In Los Angeles County, firefighters have been monitoring the Palmdale and Lancaster areas in the Antelope Valley in addition to the foothill areas vulnerable to fire, said Richard Licon, a fire department inspector.
“Those are the areas with light, flashy fuels. Those areas burn yearly,” Licon said.
Every year, come summer, firefighters begin inspecting the most fire prone areas for dry brush that needs clearing. Notices are sent to homeowners who need to clear brush from their property.
Failure to comply can result in a fine, Licon said.
“We know it’s very costly to do it or have someone come out and do it, but it’s a matter of protecting those individuals who live within our jurisdiction,” he said.
Cal Fire/Riverside County has created a website,www.readyforwildfire.gov, that provides information on fire prevention and safety, including the proper way to clear brush and dead trees from property, creating defensible space and preparing emergency evacuation plans, said Josh Janssen, a battalion chief for the department.
The recent wildfire outbreak in California has alarmed fire officials, so much so that a team of fire scientists has been dispatched to the Cedar fire in the Sequoia National Forest to monitor the fire’s behavior, Gomes said.
The purpose, Gomes said, is to see how differently the fire burns in an area with a large density of dead trees.

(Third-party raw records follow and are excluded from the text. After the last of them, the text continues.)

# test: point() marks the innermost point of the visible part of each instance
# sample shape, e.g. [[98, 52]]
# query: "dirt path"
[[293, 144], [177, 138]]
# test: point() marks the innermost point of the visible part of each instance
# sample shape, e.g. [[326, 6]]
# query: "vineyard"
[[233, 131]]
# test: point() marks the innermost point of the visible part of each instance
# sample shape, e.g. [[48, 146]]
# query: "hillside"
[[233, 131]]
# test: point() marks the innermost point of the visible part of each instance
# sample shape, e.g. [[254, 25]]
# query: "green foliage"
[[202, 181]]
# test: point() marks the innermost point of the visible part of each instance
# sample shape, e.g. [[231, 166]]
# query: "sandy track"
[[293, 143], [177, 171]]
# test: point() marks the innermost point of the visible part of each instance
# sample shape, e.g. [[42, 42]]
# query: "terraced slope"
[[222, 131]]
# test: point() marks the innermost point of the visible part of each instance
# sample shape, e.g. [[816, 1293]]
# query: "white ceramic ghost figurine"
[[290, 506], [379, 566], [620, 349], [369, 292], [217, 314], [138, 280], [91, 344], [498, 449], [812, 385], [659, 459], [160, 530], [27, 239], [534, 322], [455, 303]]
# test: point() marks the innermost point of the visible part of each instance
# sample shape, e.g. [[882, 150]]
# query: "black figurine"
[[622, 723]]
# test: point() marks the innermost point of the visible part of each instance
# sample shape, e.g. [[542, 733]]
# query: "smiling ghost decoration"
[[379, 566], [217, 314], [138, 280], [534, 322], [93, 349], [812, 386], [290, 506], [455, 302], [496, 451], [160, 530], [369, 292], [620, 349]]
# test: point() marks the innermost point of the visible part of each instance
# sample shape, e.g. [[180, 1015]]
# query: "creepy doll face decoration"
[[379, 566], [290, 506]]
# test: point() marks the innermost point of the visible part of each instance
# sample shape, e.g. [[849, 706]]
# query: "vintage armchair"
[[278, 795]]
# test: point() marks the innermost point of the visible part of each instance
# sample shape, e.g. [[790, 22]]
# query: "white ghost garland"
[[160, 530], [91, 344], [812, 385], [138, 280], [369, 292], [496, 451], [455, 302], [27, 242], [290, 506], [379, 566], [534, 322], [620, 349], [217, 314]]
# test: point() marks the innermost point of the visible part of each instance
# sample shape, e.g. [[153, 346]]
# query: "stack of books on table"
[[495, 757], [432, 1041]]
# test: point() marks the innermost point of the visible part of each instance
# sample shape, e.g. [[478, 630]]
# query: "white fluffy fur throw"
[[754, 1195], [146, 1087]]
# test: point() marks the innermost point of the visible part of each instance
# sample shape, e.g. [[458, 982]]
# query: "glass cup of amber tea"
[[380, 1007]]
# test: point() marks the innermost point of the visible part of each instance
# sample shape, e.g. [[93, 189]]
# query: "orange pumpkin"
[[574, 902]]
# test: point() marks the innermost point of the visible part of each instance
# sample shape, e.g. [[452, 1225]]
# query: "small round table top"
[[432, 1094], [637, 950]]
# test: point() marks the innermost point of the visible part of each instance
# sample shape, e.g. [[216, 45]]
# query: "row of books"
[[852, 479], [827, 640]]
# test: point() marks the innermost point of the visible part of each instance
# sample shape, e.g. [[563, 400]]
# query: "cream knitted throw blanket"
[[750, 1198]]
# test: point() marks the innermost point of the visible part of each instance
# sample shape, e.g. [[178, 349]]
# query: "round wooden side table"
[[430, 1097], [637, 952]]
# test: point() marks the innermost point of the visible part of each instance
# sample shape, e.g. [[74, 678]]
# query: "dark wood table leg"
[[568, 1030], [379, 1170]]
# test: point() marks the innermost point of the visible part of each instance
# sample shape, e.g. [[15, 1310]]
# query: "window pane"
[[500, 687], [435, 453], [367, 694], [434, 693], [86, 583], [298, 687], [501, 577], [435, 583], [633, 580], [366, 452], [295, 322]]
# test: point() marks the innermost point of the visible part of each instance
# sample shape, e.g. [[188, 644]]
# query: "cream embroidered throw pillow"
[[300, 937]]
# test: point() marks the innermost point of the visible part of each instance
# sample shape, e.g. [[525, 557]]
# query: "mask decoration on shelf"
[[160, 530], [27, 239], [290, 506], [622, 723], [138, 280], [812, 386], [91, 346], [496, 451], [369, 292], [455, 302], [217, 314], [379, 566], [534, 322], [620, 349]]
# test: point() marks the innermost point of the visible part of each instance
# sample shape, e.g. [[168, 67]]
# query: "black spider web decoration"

• Inside the Fire:What made the Blue Cut fire so relentlessly fast
“This is our first major fire in a heavy tree mortality area,” Gomes said, adding that understanding how fire behaves in areas with a high tree mortality rate can better prepare firefighters to battle similar blazes in the future.
TheCedar firestarted at 4:30 p.m. Tuesday above Lake Isabella and has burned roughly 14,500 acres. It was 5 percent contained midday Saturday.
The Blue Cut fire, which ignited Tuesday in the Cajon Pass and rapidly spread, has destroyed more than 100 homes and more than 200 other structures, while burning more than 37,000 acres. It has left firefighters astonished by its rate of spread and also concerned about fire behavior in the face of the severe drought.
“We’ve never seen this kind of fire behavior, and we’re six weeks ahead of the drying out period,” Martinez said, referring to the fall months of October and November, the peak of fire season. The fall is when the Santa Ana winds kick up and fuel the spread of wildfires. “On the first day of the (Blue Cut) fire, the fire just spread so quickly and was burning so erratic. The firefighters would get ahead on one section, then the fire would spot one to two miles ahead and ignite, and the firefighters just couldn’t get ahead of it. We had to take more precautions, that’s for sure.”
Janssen said he has never seen a fire burn quite like the Blue Cut fire. He said he is not alone.
“You’ve got firefighters with 40 years experience who say they haven’t seen a fire burn like this,” Janssen said.
Cal Fire spokesman Daniel Berlant said a large chunk of Southern California is now above normal for potential wildfire danger.
“We have these tinder dry conditions across the state due to drought, and it only takes one spark — whether it’s a vehicle that pulls over into grass, a campfire, or lightning — that has the potential to create a fire that can grow very quickly and potentially do a lot of damage.”